А молодой человек хохотал и ласкал девицу. Старуха была Фалурдель, девица — уличная девка, юноша — его брат Жеан.
Архидьякон продолжал смотреть в окно. Не все ли равно, на что смотреть!
Жеан подошел к другому окну, в глубине комнаты, распахнул его, взглянул на набережную, где вдали сверкали тысячи огней, и сказал, закрывая окно:
— Клянусь душой, вот уже и ночь! Горожане зажигают свечи, а Господь Бог — звезды.
Затем Жеан вернулся вновь к потаскухе и, разбив стоявшую на столе бутылку, воскликнул:
— Уже пуста! Ах ты дьявол! А у меня больше нет денег! Изабо, милашка, я только тогда успокоюсь, когда Юпитер превратит твои белые груди в две черные бутыли, из которых я день и ночь буду сосать бонское вино.
Эта замечательная шутка рассмешила девку. Жеан вышел.
Клод едва успел броситься ничком на землю, чтобы брат не столкнулся с ним, не поглядел ему в лицо, не узнал его. По счастью, на улице было темно, а школяр был пьян. Однако он заметил лежавшего в уличной грязи архидьякона.
— Ого! — воскликнул он. — Вот у кого сегодня был веселый денек!
Он подтолкнул ногою Клода, который боялся дохнуть.
— Мертвецки пьян! — продолжал Жеан. — Ну и наклюкался! Настоящая пьявка, отвалившаяся от винной бочки. Ба, да он лысый! — сказал он, наклоняясь. — Совсем старик! Fortunate senex![314]
И затем Клод услышал, как он, удаляясь, рассуждал:
— А все же благоразумие — прекрасная вещь, и счастлив мой брат-архидьякон, обладая добродетелью и деньгами.
Архидьякон поднялся и во весь дух побежал к собору Богоматери, громадные башни которого выступали во мраке над кровлями домов.
Когда он, запыхавшись, достиг Соборной площади, то вдруг отступил, не смея поднять глаза на зловещее здание.
— О, неужели все это могло произойти здесь нынче, этим утром! — тихо проговорил он.

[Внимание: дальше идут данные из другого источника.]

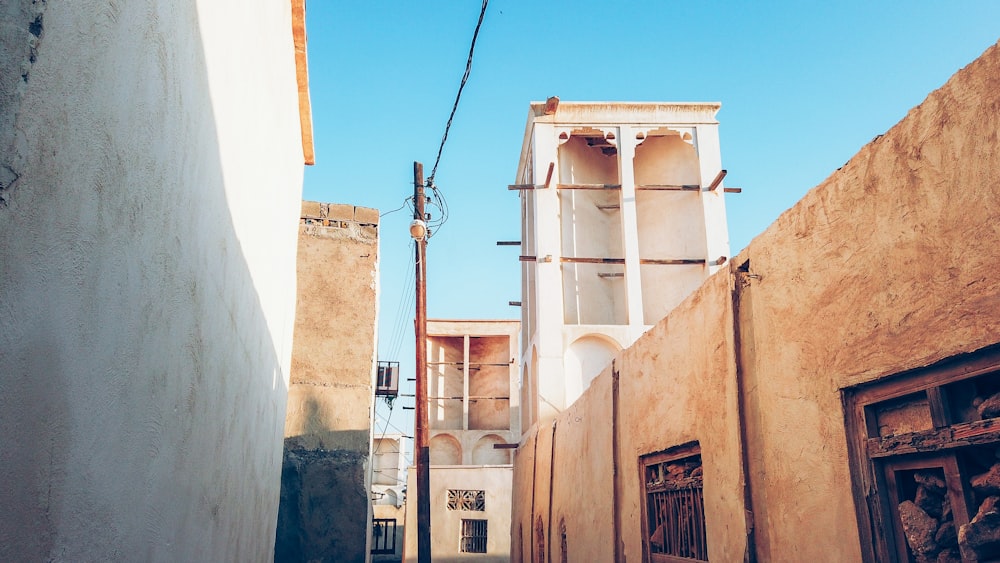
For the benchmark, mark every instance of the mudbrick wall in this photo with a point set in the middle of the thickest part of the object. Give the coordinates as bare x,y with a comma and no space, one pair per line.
879,284
325,512
147,275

Наконец он осмелился взглянуть на храм. Фасад собора был темен. За ним мерцало ночное звездное небо. Серп луны, уже поднявшейся высоко над горизонтом, остановился в этот миг над верхушкой правой башни и казался лучезарной птицей, присевшей на край балюстрады, прорезанной черным рисунком трилистника.
Монастырские ворота были уже на запоре, но архидьякон всегда носил при себе ключ от башни, где помещалась его лаборатория. Он воспользовался им, чтобы проникнуть в храм.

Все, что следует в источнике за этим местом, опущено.